Kuhn’s sculptures and installations demonstrate that perception and reality do not necessarily correspond. His sculptural and fictional experiences encourage the viewer to question the reality we take for granted and to take a closer look into our familiar horizon. His sculptures invite the viewer to walk around, to consider it from all sides. Inevitably untrained viewing habits and learned truths come to sway. The viewer is integrated and activated.
Although Kuhn’s works appear like foreign bodies and overturn well-known laws, they are in themselves balanced. Each part has a counterpart, each surface a condition, each colour a contrast. Kuhn creates harmony and a dynamic at the same time. On the level of meaning Kuhn virtuously returns to a broad cultural knowledge, an eclectic use of art history, literature and film.
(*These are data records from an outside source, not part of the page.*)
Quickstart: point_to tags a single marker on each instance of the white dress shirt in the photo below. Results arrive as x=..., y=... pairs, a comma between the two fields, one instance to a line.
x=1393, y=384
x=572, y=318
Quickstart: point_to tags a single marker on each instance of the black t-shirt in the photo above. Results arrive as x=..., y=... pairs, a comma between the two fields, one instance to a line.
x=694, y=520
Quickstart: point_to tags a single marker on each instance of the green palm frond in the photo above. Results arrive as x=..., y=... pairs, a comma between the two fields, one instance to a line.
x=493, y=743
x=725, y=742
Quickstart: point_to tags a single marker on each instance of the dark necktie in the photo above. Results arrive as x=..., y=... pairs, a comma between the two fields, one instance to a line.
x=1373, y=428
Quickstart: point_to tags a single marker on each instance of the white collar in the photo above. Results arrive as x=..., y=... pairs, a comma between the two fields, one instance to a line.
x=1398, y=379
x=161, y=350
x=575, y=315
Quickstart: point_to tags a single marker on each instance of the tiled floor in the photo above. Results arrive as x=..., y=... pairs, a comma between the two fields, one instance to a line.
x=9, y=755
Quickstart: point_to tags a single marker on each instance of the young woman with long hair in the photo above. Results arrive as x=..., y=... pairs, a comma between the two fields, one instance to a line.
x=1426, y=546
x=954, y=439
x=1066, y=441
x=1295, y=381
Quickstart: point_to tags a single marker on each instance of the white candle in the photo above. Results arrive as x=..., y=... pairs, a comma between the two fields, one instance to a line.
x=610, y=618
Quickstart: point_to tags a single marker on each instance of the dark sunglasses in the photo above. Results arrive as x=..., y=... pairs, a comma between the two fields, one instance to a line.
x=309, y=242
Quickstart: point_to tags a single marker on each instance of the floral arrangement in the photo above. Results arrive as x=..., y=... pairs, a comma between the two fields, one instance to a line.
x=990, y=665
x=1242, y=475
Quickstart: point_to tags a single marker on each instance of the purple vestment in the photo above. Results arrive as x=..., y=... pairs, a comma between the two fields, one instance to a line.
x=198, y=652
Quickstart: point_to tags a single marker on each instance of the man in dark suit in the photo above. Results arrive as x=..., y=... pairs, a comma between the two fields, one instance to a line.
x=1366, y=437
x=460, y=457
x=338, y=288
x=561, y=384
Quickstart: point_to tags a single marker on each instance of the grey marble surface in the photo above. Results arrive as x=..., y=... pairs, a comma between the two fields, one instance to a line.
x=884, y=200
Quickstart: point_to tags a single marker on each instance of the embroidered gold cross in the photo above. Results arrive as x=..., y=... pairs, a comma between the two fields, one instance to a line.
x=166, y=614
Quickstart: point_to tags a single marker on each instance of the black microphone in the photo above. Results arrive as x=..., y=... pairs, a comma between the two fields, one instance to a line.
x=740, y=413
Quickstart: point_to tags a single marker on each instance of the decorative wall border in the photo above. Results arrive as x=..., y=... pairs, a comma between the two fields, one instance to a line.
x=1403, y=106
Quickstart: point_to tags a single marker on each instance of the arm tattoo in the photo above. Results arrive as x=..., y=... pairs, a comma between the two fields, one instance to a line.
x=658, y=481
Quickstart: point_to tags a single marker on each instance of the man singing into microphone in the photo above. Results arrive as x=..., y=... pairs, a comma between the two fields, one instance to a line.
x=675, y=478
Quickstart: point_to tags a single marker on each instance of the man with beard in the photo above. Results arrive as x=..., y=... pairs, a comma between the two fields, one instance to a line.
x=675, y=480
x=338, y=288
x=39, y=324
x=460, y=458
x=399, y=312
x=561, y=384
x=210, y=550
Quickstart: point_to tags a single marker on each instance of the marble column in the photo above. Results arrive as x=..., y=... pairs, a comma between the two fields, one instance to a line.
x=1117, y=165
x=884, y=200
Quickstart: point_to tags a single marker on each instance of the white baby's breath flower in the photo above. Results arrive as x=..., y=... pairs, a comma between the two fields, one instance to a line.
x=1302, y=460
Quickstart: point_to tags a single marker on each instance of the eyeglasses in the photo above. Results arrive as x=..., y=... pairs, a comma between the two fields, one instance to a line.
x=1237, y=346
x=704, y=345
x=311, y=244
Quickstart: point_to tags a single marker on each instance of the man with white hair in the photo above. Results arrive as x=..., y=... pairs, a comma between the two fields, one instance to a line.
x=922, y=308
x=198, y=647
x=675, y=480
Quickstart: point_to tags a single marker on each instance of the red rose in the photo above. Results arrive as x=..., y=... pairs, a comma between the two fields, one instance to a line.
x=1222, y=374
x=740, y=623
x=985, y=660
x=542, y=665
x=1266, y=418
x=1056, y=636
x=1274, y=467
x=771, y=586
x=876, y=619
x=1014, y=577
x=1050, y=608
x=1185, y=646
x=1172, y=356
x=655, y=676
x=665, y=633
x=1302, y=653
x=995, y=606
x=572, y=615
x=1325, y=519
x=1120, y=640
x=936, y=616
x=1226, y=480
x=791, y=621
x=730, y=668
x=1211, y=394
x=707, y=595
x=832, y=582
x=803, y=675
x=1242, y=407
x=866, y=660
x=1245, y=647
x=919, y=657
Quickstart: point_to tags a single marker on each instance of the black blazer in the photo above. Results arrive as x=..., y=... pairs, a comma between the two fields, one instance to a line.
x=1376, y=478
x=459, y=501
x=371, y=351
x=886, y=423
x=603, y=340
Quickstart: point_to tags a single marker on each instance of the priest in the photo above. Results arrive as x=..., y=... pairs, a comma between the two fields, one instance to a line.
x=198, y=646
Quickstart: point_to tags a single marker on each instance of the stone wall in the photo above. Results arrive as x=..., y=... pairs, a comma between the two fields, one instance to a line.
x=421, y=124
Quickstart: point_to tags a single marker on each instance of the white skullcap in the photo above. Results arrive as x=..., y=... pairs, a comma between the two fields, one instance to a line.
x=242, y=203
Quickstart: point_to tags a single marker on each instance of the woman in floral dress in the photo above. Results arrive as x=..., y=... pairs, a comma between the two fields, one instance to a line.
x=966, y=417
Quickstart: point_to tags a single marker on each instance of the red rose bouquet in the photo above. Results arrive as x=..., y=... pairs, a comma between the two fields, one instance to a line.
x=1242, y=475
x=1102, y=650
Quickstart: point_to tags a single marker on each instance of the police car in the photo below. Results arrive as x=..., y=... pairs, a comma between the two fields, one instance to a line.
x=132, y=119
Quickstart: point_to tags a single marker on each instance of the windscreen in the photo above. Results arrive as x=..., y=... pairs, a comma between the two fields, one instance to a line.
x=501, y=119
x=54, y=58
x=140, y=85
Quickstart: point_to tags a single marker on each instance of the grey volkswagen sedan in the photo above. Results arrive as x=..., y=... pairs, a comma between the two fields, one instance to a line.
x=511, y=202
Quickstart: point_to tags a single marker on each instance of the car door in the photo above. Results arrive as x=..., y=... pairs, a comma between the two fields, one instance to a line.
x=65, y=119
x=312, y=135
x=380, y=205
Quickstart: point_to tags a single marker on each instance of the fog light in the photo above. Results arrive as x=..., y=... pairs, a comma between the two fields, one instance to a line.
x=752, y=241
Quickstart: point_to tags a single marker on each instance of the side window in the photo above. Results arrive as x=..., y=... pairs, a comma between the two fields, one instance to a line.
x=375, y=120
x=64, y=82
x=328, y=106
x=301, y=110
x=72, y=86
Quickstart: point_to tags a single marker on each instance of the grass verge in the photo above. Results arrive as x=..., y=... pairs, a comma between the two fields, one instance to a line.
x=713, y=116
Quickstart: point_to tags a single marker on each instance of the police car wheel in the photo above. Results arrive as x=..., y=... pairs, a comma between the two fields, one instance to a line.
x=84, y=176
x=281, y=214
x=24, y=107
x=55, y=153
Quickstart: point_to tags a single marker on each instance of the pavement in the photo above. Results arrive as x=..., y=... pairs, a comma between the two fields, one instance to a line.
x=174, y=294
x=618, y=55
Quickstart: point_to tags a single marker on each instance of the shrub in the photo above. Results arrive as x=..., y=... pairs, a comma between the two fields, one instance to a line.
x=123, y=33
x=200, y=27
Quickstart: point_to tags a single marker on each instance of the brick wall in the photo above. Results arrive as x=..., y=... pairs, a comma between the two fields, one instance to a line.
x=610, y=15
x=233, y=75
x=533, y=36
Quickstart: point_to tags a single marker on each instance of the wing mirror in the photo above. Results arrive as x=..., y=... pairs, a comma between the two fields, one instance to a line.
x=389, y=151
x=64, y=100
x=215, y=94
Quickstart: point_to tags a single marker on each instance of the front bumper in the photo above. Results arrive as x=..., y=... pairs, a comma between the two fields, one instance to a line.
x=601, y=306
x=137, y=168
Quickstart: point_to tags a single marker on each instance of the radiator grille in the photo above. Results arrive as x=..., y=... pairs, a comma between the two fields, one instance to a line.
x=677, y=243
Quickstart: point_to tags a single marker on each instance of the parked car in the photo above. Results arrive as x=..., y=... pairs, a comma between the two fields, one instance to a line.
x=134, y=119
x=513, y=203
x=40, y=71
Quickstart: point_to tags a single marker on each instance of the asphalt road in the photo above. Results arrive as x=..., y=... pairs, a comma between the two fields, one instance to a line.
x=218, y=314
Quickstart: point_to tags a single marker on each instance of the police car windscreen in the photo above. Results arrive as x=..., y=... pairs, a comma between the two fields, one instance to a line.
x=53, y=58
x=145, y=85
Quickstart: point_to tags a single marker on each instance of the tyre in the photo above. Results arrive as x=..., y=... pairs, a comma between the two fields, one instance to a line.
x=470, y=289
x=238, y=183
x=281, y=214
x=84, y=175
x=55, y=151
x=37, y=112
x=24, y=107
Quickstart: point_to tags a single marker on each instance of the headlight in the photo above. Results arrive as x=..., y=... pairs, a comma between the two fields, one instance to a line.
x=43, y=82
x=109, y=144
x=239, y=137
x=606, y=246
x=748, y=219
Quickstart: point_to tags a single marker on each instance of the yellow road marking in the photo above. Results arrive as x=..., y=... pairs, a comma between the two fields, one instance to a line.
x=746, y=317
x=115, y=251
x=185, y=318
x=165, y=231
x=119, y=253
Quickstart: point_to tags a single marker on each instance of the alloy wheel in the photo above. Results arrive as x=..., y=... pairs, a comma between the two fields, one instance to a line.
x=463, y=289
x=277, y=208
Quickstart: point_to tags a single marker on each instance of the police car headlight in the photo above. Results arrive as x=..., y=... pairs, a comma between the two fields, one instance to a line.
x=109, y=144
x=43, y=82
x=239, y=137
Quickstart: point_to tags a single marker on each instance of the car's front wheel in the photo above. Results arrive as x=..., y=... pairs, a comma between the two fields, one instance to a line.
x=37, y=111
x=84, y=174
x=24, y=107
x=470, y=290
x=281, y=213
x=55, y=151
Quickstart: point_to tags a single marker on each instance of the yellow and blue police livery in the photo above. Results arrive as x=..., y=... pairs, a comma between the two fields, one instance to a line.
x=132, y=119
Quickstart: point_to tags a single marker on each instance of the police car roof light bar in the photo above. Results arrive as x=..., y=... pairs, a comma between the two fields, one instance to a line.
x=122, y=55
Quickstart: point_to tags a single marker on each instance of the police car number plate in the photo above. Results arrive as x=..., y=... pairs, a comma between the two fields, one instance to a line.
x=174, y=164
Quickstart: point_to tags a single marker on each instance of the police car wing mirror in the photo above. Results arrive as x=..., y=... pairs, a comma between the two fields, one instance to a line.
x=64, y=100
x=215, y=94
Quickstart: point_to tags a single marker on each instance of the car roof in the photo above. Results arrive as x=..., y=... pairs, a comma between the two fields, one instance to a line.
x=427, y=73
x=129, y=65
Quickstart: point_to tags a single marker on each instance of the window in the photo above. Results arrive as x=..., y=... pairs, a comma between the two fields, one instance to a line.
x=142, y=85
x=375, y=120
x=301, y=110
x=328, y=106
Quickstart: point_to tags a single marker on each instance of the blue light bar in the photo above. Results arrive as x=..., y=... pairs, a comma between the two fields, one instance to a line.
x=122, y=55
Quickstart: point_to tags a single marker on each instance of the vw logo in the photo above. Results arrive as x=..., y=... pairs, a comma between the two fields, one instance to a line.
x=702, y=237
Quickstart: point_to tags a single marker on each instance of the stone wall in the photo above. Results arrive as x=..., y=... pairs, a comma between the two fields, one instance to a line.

The titles of his work arouse in the viewer additional associations. Selectively combined and revitalized, he echoes the history of art and makes little poetic ignitions (Max Ernst) act within new compositions. Kuhn dominates the gamut of variation and uses once well-known never-been-there. He allows being at ease with the material, dynamics, proportion, line and gesture and has been focussing on his opponent, taking the viewer, in the tradition of modernism, right into the picture. Kuhn´s wall objects, installations and sculptures are complex reference systems, which the viewer is always to think seriously about. The viewer plays a crucial role in this system.
Despite or perhaps because of an expanded notion of sculpture, Kuhn thus shows to be linked to the very foundations of classical design tradition. He creates a new artificial world from old ingredients which works according to his rules but can be interpreted individually.